The sound montage “Breath” leads into “Very High,” a movement full of mysterious high harmonies that bring on a strange, disembodied feeling. The dream state coalesces in the affecting emotional peak of the work as the instruments begin falling down into their lower registers, leading to “Strum,” the piece’s twelfth movement. While the music remains in a minor key, the guitar-like groove expresses relief with a quietly dancing joy. The last big push forward comes in the thirteenth movement, “Saws,” where minimalist arpeggios are used like buzz-saws to propel the music forward, though more lyrical sections begin to appear. The work ends with “Shavasana,” a quiet, prayer-like piece that hangs between major and minor, capturing the warmth and the doubt of mixed keys. It takes its named from the “dead pose” used to both begin and end yoga sessions. With hopeful uncertainty, the music fades off into nothingness.
The recorded sound is close and rich but clear, except where it is intentionally distorted for aesthetic effect. The sound collages add dense layers to the sound in places, but Childs wisely varies her layers of density in the quartet music, allowing for a sense of space that is captured beautifully in the recording. Despite lasting over an hour, the music never becomes wearing on the ears.

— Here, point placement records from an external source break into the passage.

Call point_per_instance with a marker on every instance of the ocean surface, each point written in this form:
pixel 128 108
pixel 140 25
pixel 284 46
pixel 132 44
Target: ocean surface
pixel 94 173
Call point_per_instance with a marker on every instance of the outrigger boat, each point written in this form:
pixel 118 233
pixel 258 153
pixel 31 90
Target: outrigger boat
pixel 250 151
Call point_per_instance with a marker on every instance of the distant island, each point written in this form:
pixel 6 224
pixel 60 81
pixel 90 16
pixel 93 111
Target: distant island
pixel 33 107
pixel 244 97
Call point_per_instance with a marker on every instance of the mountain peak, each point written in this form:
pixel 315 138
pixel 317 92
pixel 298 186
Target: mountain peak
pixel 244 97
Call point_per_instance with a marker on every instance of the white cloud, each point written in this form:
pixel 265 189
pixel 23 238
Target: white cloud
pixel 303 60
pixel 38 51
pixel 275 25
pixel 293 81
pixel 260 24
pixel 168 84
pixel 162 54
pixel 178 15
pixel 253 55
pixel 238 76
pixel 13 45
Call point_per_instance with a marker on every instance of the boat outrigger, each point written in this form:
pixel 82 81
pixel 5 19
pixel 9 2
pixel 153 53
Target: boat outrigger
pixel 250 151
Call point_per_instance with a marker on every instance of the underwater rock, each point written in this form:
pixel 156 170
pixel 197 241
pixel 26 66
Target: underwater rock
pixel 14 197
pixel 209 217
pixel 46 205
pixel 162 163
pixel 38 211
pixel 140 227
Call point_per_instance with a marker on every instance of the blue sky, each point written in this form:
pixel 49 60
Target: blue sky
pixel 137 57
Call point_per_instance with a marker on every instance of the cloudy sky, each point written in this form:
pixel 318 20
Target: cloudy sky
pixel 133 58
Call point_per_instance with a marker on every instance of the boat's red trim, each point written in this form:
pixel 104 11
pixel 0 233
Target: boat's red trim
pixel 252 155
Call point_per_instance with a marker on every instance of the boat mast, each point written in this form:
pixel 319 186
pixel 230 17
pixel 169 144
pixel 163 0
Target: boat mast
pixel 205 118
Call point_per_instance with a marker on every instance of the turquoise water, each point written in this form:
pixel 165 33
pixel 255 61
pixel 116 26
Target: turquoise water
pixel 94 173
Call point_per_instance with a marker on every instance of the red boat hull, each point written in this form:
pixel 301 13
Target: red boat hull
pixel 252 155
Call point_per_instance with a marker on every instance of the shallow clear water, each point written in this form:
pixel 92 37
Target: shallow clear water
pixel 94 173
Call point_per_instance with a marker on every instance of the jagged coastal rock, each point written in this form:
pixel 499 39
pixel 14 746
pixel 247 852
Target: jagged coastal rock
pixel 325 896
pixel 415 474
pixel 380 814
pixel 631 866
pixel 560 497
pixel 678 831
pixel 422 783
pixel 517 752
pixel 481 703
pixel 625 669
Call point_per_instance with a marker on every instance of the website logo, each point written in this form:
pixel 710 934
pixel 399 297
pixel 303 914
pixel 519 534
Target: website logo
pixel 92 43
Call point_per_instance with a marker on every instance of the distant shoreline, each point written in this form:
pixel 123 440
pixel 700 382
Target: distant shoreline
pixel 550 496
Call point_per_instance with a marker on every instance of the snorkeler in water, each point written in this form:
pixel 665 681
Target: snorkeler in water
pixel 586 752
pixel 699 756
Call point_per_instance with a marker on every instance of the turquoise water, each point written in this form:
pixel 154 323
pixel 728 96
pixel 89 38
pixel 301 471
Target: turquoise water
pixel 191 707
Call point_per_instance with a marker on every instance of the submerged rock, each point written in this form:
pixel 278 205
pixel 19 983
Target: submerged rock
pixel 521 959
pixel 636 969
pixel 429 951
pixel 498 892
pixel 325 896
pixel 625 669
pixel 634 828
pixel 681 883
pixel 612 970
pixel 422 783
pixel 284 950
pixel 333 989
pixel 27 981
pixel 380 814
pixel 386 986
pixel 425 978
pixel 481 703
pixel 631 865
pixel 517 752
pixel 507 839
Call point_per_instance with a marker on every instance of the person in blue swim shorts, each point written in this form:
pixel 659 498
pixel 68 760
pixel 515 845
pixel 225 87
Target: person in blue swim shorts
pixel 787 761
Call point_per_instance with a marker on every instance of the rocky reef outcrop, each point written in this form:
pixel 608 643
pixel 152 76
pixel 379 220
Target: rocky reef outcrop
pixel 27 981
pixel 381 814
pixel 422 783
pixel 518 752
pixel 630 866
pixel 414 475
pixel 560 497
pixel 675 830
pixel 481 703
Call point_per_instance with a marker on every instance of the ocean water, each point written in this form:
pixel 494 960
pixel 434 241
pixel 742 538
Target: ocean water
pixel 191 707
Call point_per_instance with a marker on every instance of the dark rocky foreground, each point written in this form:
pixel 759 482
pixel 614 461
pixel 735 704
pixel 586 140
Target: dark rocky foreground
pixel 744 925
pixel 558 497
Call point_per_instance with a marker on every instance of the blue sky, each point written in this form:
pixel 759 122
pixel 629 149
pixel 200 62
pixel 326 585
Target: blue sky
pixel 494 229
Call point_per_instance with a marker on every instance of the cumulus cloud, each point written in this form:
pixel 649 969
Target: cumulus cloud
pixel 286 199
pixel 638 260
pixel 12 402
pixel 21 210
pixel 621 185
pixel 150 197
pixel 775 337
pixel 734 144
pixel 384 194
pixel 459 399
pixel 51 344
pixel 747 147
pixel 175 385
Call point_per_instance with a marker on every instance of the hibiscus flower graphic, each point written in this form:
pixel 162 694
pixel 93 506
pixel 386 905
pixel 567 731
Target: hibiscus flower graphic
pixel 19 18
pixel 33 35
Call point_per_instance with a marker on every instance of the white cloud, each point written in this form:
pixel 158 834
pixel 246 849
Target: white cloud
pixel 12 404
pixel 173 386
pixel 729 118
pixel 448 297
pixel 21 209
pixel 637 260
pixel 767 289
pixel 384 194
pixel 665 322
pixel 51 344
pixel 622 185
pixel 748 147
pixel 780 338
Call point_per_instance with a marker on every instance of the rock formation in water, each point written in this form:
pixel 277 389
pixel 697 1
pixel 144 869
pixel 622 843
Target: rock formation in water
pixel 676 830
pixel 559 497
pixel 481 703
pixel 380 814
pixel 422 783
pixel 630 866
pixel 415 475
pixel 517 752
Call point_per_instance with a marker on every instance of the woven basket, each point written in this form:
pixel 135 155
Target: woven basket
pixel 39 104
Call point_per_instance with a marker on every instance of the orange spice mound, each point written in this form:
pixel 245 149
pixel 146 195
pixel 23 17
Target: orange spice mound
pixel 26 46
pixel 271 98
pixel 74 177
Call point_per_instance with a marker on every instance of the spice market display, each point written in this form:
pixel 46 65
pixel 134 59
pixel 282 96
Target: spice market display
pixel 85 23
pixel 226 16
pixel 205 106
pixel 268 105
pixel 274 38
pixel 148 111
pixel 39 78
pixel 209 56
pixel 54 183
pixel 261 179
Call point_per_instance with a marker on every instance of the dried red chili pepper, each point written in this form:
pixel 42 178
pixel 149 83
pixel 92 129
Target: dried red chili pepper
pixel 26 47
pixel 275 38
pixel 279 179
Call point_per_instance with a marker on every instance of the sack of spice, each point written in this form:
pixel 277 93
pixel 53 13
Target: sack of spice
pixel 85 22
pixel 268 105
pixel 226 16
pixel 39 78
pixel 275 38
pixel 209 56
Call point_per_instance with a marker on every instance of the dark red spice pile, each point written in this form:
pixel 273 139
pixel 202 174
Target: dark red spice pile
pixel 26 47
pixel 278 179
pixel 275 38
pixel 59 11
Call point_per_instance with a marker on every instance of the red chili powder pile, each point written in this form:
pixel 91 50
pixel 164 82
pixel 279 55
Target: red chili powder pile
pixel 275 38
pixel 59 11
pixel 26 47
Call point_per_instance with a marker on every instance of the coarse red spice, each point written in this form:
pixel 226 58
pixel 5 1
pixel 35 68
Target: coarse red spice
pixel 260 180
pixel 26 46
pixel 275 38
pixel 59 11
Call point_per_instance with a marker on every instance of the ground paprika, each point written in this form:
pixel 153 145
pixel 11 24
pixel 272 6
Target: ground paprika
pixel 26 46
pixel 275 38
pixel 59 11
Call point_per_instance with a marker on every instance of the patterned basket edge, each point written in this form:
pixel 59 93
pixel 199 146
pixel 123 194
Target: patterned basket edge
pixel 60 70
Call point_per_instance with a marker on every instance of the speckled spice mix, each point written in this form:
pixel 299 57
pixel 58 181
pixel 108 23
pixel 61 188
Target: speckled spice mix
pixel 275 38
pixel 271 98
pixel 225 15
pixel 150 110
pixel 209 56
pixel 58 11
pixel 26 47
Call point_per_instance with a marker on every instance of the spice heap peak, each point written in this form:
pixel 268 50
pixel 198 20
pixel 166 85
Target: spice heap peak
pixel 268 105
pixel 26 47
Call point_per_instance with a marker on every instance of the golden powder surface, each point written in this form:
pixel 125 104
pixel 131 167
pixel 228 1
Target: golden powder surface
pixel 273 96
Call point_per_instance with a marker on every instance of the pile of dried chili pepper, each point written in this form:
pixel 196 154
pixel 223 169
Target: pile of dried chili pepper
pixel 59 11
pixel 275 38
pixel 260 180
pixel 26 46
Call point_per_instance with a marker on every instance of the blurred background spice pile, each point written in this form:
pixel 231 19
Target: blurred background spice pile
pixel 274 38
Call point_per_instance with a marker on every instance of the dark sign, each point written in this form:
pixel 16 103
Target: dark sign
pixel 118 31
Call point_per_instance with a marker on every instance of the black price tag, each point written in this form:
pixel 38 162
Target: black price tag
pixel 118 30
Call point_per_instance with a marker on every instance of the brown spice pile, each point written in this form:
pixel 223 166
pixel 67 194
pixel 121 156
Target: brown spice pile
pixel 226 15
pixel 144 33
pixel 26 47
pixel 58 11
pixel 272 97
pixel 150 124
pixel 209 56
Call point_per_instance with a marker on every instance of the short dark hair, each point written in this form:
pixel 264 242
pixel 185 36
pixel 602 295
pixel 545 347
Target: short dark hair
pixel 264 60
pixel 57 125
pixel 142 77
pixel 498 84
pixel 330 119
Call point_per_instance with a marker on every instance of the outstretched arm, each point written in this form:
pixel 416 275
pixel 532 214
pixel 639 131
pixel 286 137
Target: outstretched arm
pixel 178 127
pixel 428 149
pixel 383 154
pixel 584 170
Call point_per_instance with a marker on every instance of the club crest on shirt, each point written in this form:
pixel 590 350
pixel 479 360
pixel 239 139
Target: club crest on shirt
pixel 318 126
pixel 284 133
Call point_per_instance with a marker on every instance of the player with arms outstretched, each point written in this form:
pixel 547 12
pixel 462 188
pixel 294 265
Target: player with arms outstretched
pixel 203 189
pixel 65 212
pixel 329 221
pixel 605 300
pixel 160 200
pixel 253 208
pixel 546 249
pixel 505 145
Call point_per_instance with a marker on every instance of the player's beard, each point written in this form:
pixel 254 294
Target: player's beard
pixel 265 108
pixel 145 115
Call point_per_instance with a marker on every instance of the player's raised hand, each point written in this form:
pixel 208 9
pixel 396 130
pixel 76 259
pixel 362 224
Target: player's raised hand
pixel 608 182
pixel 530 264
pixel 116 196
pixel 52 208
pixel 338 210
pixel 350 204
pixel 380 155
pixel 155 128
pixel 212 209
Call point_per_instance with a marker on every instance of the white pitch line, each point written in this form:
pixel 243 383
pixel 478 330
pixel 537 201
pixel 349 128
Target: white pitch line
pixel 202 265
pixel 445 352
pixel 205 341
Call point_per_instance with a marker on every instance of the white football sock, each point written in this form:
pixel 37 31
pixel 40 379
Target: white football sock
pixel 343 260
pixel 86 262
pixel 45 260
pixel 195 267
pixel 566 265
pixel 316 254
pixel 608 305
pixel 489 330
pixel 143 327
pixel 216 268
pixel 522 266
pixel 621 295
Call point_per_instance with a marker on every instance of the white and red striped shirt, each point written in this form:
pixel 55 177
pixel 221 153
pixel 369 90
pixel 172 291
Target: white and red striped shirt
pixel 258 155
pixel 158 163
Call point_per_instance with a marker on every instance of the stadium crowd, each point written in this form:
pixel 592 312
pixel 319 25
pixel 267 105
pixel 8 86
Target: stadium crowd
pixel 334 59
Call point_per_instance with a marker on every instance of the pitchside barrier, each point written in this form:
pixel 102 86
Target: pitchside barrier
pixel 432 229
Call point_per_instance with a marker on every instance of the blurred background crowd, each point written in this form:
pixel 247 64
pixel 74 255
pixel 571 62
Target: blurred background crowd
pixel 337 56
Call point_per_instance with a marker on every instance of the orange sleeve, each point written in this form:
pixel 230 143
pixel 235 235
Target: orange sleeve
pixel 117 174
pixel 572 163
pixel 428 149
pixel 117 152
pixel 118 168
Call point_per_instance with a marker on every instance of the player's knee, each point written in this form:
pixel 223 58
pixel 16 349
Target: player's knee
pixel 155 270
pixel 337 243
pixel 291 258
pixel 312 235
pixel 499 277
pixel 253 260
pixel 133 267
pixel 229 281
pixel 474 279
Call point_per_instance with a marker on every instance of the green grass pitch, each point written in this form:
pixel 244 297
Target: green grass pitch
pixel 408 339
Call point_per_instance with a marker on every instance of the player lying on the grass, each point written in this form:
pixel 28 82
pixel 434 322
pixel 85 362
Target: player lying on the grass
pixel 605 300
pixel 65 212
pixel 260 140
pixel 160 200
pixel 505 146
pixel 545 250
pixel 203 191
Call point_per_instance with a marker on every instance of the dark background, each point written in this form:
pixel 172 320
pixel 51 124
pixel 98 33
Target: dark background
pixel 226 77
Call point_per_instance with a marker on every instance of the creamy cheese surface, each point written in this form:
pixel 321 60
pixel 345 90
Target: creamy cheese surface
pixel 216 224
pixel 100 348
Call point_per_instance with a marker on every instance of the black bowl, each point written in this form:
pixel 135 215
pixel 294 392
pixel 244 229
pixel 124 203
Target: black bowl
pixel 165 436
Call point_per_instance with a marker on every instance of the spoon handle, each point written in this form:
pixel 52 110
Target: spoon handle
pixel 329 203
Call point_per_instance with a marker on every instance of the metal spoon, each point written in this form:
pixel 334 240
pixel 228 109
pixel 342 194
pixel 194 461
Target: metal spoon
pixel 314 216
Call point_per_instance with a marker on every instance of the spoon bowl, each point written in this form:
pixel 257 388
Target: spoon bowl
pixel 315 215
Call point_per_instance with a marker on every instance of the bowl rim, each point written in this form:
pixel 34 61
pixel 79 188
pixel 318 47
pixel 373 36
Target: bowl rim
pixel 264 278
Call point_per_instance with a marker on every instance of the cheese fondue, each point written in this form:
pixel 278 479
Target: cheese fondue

This work lives in the same land that the New York string quartet Ethel has been exploring in recent years, a frontier where modern classical and alternative rock meet and mingle. One could note Childs’ apparent influence on the players in Ethel in some of their own compositions on the recent album Light, particularly first violinist Cornelius Dufallo’s “Lighthouse.” Like that album, Dream House strikes a balance between accessibility and challenge, sounding utterly of its time without having an expiration date stamped on its side. This is music that has potential appeal for both the open-minded classical listener and the rock music fan who enjoys the daring edge. If this sort of thing keeps up, modern classical music could become — dare I say it? — relevant to more than just a handful of aficionados.